Copywriting tips from seasoned pros: a whiskey faces reaction video

Executive overview

Joanna Wiebe and Ry Schwartz react to a vintage video where copywriters shared quick tips after taking a shot of whiskey at a live event. The tips span voice of customer research, copy structure, and client management. Each tip is punchy and practitioner-tested.

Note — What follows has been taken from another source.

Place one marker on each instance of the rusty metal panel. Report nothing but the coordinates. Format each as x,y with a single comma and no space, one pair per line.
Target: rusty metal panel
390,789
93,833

Write for one reader, start with a framework, and never stop asking "so what?"

Copy fundamentals

  • Your headline has one job: earn the next line. It does not close the deal.
  • Write for one reader, with one purpose and one call to action.
  • Voice of customer: dig deep into prospects' worldview, values, and pain — not just demographics.
  • Don't swipe copy wholesale. A swipe file surfaces ideas, not language to paste.
  • If you wouldn't say it in a bar, it shouldn't be on your sales page.
  • Copy length: as many words as it takes. No more, no less.

Research and specificity

  • Audit sales and demo calls for voice of prospect data — people reveal how they think when deciding.
  • Get specific enough that your audience feels seen, heard, and valued.
  • Don't start writing until you feel genuinely immersed in the prospect's world.
  • To embody a client's voice, try music or dressing the part to shift your mental state.

The "so what?" sweep

  • After every line, ask: so what? Keep asking until you can't answer it anymore.
  • That last answerable "so what" is your key message.
  • Apply the same discipline on review: read for comma and period pauses so the copy breathes aloud.

Framework and hook

  • Always start with a framework. Choose it by finding your opening hook first.
  • The hook reveals which structure fits: problem-agitation-solution, desire-obstacle-solution, or another.
  • If you can't find the hook, pick a framework anyway — it can unlock the hook.

Positioning and USP

  • You're not selling the thing. You're selling a better version of the buyer.
  • Decide your unique selling proposition before writing. Don't parrot competitors — but do scan them for tone gaps you can exploit.
  • Your client is Obi-Wan; their customer is Luke. You're George Lucas.

Client systems

  • 99% of bad client stories stem from weak systems, not bad clients.
  • Bad-fit clients should never reach contract stage — build vetting into your intake process.
  • Clients are partly buying your systems, not just your copy.

Mindset and craft

  • Forgive your failures. Celebrate your wins.
  • Don't be boring — readers notice, even if they can't name why.
  • Nobody cares what you do; they care what you'll do for them.